Mais nul ne peut reprocher au président de l’As Pikine d’avoir dit “assez”. On sait ce qu’est un président de club au Sénégal. Sa solitude financière est dramatique, quand tout repose sur la profondeur de ses poches, sur le poids de son coffre-fort, sur son agilité à brandir le carnet de chèques.

Modou Fall a jeté le manche. Il y a longtemps qu’il s’était débarrassé de la cognée. Son départ était attendu. Il avait été déjà annoncé. La volonté d’y mettre les formes l’avait poussé à ne pas démissionner il y a quelques mois. Mais les derniers mois ont été difficiles à l’As Pikine. Un club qui faisait courir les footballeurs il y a deux ans, se faisait courtiser par les politiques et les chercheurs de voix en début de saison, remplissait la tribune d’honneur de Demba Diop d’un beau monde les soirs de grands événements, ne paye plus ses salariés depuis deux mois.
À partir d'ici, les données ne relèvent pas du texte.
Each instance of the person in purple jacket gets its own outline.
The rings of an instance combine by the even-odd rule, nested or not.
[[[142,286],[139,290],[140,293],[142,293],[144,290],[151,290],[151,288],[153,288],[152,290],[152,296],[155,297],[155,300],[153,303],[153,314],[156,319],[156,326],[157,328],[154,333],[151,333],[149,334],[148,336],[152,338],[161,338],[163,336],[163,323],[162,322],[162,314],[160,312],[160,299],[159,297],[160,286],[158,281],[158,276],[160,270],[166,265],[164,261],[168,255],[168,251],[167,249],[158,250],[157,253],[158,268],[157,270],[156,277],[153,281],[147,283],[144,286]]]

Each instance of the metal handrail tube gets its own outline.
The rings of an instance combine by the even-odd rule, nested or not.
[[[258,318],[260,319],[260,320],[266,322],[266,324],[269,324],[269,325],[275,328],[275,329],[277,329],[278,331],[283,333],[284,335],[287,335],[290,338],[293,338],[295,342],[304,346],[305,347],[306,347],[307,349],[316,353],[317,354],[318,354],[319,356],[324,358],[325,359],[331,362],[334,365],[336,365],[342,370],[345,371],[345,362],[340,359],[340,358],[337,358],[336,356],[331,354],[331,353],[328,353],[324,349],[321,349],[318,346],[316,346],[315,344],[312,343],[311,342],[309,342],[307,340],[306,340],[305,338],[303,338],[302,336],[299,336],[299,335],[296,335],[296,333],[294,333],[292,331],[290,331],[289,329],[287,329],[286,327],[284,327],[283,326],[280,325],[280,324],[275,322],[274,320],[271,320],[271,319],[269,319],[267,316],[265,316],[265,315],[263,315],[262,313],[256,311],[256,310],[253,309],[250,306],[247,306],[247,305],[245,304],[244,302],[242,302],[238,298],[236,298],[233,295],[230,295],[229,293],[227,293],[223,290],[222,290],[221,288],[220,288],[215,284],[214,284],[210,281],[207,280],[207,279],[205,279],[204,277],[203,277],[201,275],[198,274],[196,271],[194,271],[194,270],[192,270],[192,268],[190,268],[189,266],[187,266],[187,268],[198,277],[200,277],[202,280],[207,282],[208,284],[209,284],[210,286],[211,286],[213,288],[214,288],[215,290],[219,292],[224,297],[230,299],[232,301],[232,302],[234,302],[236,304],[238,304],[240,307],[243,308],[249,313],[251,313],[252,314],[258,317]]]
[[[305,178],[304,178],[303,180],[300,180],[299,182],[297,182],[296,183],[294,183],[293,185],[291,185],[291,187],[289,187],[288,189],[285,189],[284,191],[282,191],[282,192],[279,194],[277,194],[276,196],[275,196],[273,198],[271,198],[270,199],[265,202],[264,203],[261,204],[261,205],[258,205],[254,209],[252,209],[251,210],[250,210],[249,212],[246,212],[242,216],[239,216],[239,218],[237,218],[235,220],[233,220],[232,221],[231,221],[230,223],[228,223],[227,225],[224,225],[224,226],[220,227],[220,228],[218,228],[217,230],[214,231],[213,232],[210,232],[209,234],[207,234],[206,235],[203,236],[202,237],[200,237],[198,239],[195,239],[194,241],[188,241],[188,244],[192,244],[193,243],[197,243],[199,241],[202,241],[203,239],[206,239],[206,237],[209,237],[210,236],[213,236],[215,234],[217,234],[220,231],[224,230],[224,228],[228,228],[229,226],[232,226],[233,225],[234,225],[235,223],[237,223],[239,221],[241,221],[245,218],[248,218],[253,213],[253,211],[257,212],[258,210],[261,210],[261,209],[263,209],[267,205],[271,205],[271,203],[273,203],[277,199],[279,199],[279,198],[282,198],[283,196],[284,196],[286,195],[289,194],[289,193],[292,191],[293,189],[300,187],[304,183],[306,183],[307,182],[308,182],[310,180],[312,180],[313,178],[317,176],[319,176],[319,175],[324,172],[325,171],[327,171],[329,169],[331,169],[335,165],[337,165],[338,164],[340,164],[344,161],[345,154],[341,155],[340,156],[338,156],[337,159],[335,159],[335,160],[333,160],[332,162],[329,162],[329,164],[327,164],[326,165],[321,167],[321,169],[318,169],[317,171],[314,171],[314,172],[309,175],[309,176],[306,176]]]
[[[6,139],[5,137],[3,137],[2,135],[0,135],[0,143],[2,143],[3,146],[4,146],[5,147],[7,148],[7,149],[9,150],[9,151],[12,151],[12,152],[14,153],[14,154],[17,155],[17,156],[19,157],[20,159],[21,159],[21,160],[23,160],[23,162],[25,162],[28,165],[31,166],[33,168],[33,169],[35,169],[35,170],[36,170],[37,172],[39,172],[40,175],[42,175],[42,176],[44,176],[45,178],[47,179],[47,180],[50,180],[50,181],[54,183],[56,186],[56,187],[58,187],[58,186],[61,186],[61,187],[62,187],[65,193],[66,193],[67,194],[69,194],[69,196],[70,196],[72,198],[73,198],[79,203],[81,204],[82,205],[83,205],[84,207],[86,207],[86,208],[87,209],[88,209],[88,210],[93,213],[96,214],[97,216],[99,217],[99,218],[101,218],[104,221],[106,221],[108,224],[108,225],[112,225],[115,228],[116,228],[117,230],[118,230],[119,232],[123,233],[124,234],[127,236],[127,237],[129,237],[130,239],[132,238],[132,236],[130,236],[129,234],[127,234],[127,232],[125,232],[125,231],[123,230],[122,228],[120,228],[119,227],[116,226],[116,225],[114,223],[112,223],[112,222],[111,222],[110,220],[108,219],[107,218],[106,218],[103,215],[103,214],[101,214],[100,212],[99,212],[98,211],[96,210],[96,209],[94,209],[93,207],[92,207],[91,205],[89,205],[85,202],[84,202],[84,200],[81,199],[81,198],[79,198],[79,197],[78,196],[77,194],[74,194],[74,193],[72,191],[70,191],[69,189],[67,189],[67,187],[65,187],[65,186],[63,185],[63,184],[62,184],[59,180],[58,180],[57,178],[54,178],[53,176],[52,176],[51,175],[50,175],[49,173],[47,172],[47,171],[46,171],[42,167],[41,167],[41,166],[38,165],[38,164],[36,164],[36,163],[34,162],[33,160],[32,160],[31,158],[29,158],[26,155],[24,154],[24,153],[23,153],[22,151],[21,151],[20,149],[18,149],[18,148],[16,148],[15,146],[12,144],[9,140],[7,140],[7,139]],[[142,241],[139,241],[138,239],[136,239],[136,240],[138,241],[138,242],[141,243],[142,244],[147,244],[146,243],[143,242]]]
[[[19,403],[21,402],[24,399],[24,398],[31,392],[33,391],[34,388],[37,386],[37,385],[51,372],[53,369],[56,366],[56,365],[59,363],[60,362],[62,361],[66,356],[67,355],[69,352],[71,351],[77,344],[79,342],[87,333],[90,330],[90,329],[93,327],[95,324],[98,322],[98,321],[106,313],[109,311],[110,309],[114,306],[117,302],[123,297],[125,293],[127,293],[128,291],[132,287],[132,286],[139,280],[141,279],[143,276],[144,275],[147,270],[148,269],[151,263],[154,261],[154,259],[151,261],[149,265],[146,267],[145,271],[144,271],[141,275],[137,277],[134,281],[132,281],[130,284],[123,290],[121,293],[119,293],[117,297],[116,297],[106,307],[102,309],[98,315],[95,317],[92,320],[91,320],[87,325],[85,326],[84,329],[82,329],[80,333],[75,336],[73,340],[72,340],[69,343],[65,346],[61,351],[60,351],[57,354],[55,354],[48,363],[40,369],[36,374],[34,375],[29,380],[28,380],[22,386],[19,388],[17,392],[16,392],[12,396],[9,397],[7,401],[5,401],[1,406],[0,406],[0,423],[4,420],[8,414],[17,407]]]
Le départ du président de Pikine en annonce d’autres. Omar Guèye Ndiaye de Ouakam a décidé de partir. Le président de la Linguère a accepté une rallonge d’un an, contraint et forcé, mais on ne l’y reprendra plus. Ababacar Sy a clairement affiché ses intentions de tourner la page et le club saint-louisien se doit de réfléchir à l’avenir de son leadership.

Tel est le propre de la quasi-totalité des présidents de clubs sénégalais. On est dans un système de fuite en avant où le souffle financier finit forcément par lâcher. Chacun se débat dans son coin, alors qu’une synergie de lutte aurait pu permettre d’imposer à l’Etat ce qu’il doit faire pour porter le football sénégalais… vers l’émergence. Car le professionnalisme actuel, l’Etat s’était engagé à l’accompagner. A ce jour, aucun sou n’est venu concrétiser cette promesse.

A écouter Modou Fall, son malheur se lit dans les chiffres : “Le club est actuellement déficitaire de 40 millions. Il a récolté 200 millions et a dépensé 240 millions.” Sa certitude est sans doute que c’en n’est pas fini, avec un As Pikine tombé en Ligue 2.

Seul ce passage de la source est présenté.